Few studies have investigated the relationship between inflammation and spontaneous preterm delivery (sPTD) in women before preterm labour. The authors examine whether mid-pregnancy plasma cytokine levels are associated with sPTD, and whether associations vary by maternal age, body mass index, prior preterm delivery, or gravidity. This case-control study was nested within the Danish National Birth Cohort, a cohort of women with 101,042 pregnancies from 1997 to 2002. Included in this study are 61 women delivering at 24-29 weeks, 278 delivering at 30-33 weeks, 334 delivering at 34-36 weeks, and 1,125 delivering at > or =37 weeks.

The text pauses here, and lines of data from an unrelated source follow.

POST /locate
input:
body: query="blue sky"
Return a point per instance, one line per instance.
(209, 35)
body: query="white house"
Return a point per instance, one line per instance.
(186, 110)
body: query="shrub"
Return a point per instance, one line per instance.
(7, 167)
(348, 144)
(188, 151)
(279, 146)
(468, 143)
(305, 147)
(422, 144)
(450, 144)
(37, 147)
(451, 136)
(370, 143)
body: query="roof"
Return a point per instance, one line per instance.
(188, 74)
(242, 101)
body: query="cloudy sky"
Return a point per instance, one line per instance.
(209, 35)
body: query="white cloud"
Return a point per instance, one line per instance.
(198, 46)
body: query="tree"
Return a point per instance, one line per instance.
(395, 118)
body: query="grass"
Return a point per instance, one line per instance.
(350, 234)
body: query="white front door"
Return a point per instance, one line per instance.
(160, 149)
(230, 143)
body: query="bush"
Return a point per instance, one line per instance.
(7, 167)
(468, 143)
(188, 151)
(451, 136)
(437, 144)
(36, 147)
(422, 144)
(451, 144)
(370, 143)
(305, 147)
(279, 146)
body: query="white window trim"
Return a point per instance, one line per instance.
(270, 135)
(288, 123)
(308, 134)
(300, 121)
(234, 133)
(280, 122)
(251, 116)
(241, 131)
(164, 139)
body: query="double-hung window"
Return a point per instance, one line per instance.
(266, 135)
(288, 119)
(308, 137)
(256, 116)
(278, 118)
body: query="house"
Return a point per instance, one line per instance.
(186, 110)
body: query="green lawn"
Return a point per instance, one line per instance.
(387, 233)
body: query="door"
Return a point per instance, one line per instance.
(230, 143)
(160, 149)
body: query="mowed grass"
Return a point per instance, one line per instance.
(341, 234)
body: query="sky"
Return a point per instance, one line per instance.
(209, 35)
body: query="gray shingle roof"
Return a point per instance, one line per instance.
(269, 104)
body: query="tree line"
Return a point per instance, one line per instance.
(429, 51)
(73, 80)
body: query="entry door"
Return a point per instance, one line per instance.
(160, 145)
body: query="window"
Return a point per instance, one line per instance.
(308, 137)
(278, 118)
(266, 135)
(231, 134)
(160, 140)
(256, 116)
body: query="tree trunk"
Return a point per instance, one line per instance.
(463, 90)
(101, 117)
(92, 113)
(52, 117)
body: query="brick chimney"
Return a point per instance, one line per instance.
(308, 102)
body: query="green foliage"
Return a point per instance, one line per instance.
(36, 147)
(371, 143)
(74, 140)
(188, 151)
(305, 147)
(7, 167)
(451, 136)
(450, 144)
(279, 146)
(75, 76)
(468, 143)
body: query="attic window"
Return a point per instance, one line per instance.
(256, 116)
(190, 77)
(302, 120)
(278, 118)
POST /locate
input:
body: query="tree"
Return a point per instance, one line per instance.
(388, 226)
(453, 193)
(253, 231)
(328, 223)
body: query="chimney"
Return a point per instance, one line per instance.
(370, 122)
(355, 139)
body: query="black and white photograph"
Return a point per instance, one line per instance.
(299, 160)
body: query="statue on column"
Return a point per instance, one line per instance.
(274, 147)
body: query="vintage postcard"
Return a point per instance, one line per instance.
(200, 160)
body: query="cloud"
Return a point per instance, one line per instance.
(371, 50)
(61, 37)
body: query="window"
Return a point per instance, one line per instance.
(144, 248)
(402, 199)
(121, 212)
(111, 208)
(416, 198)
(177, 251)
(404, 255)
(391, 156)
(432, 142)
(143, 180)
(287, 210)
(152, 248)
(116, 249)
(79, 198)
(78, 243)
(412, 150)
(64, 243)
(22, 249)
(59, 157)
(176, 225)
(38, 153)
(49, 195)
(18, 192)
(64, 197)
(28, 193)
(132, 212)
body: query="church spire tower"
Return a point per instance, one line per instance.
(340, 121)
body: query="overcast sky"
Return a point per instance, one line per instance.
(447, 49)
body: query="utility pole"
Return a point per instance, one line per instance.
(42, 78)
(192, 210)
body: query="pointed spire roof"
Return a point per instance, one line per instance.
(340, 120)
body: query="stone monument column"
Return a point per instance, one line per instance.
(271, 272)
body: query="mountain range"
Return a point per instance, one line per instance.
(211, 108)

Maternal plasma interleukin (IL)-2, IL-6, tumor necrosis factor (TNF)-alpha, interferon (IFN)-gamma, and granulocyte-macrophage colony-stimulating factor (GM-CSF) at 25 weeks' gestation were measured using multiplex flow cytometry. For IL-2, TNF-alpha, and GM-CSF, the proportion of women with levels >75th or >90th percentile did not differ by gestational age at delivery. IFN-gamma >90th percentile was associated with an increased risk of delivering at 30-33 weeks (crude odds ratio (cOR): 1.56; 95% confidence interval (CI): 1.07-2.30), while IFN-gamma >75th percentile and IL-6 >75th percentile were associated with an increased risk of delivering at 34-36 weeks (cOR: 1.32; 95% CI: 1.01-1.73); estimates changed little after adjusting for confounders. There was no effect-measure modification by maternal factors. Elevated mid-pregnancy plasma IL-2, TNF-alpha, and GM-CSF did not appear to be associated with an increased risk of sPTD, while elevated IFN-gamma and IL-6 levels were weakly associated with moderate and late sPTD. The value of using mid-pregnancy cytokines in predicting spontaneous preterm delivery appears limited.